Berbekal beasiswa, ia melanjutkan pendidikan magister bidang pedagogi di kampus pencetak guru terbesar di Rusia, Moscow State Pedagogical University.

"Metode mereka mengajar berbeda. Santai, tidak terlalu ditekan seperti di Indonesia," katanya, walau ia mengakui materi untuk saat ini masih sulit.

"Guru mengajarkan semua pakai bahasa Rusia, saya belum tahu banyak kata-kata," kata Ones. Ia mangatakan keluarga menjadi pemberi semangat untuk melanjutkan studi.

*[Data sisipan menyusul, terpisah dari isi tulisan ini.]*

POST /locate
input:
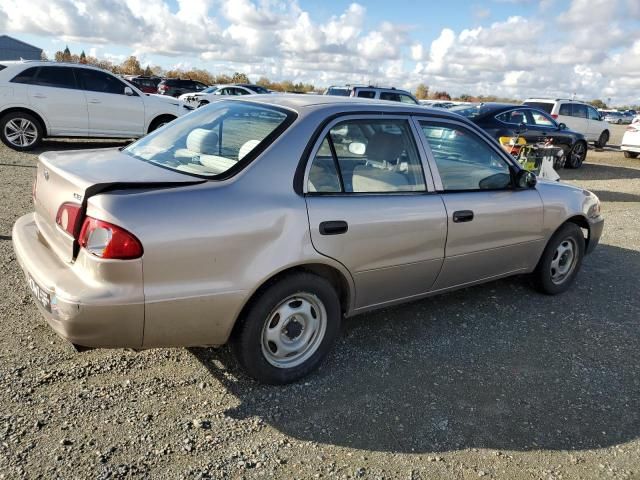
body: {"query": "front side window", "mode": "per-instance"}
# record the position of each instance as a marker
(96, 81)
(593, 114)
(579, 110)
(213, 141)
(367, 156)
(565, 109)
(27, 76)
(464, 160)
(542, 120)
(57, 77)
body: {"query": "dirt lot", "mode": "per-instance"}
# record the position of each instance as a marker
(495, 381)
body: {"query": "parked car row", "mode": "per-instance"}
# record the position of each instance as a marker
(44, 99)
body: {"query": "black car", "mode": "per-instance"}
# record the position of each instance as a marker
(535, 126)
(177, 86)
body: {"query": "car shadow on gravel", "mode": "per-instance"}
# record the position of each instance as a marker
(597, 171)
(497, 366)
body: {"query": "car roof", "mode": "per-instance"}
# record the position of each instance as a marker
(306, 104)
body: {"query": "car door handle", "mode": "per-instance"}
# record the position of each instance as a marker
(334, 227)
(462, 216)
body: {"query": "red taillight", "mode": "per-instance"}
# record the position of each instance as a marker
(68, 217)
(106, 240)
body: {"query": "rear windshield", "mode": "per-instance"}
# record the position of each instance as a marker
(544, 106)
(214, 141)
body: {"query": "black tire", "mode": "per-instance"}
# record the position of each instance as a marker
(577, 155)
(248, 343)
(603, 139)
(544, 274)
(32, 127)
(160, 121)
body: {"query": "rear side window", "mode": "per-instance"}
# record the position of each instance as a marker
(565, 109)
(366, 94)
(26, 76)
(544, 106)
(579, 110)
(464, 160)
(96, 81)
(58, 77)
(367, 156)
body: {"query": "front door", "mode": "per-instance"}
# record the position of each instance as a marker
(55, 93)
(370, 209)
(112, 113)
(494, 229)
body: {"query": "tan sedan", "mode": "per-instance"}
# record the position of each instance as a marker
(262, 223)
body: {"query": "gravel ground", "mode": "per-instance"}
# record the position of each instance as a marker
(495, 381)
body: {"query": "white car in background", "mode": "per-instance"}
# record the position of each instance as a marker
(45, 99)
(218, 92)
(577, 116)
(631, 140)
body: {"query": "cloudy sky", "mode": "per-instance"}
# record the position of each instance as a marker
(515, 48)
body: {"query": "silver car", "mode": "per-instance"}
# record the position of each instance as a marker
(264, 222)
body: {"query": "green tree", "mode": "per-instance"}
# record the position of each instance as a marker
(422, 92)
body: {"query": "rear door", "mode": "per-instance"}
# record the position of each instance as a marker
(54, 91)
(112, 113)
(372, 208)
(494, 229)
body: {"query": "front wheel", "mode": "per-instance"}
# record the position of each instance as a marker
(288, 329)
(577, 155)
(20, 131)
(560, 261)
(603, 139)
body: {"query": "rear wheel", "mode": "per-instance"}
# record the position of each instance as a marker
(288, 329)
(603, 139)
(560, 261)
(21, 131)
(577, 155)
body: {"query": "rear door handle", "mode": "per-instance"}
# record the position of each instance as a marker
(333, 227)
(462, 216)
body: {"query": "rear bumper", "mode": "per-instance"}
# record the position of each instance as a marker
(89, 304)
(595, 232)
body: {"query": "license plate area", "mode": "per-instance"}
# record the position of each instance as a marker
(39, 294)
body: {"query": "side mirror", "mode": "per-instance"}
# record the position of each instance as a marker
(357, 148)
(526, 179)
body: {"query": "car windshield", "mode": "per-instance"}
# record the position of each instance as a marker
(213, 141)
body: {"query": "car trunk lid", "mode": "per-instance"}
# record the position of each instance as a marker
(74, 176)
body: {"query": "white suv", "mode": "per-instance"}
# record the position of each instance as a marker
(577, 116)
(45, 99)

Tidak berkembangnya pendidikan di daerahnya menakutkan buat Ones.

Baca juga: Dedikasi Temu Misti Jadi Inspirasi Festival Tari Gandrung

"Di sana tidak ada perpustakaan. Di sekolah biasa guru mengajar, setelah itu anak-anak belajar di rumah lewat buku catat," katanya.

Di Moskow, ia mengatakan terdapat lebih dari 400 perpustakaan.

"Internet dan WiFi gratis juga lancar, kalau di sana error-error."

Sebelum berangkat ke Moscow, tamatan Sekolah Tinggi Keguruan dan Ilmu Pendidikan (STKIP) Kristen, Wamena, ini diperbantukan mengisi kekosongan guru di sebuah sekolah yayasan di Kabupaten Yahukimo setelah lulus sebagai sarjana.

"Status PNS atau status honor juga belum. Hanya bantu saja," urainya.

Baca juga: Inspirasi Aksi Nyata SMP Tenggarong Pulihkan Dampak Karhutla


"Perkembangan rendah tak seperti di Wamena"

Pemuda Papua yang mendapatkan beasiswa di Moskow. BBC News Indonesia/Theresia Waisamon Pemuda Papua yang mendapatkan beasiswa di Moskow.
Dilansir dari BBC Indonesia, Ones bercerita pendidikan di Kabupaten Yahukimo tidak semaju Kabupaten Wamena.

"Siswanya kebanyakan dari kampung, karena di kampung tidak ada guru," kata dia.

"Perkembangan anak-anak rendah sekali, tidak terlalu seperti di kota besar macam Wamena," ujarnya.

Wamena, yang dirujuknya sebagai kota besar, memang "kota terbesar" yang ada di Pegunungan Tengah, Papua.

Bagi Ones, Wamena titik terjauh dari daerahnya.

Baca juga: Ridwan Kamil Sebut Imam Masjid di New York Jadi Inspirasi Program English for Ulama

"Di Moskow, semua bangunannya beda [dengan yang biasa ia temui]. Jalan juga terlalu menarik," kata Ones.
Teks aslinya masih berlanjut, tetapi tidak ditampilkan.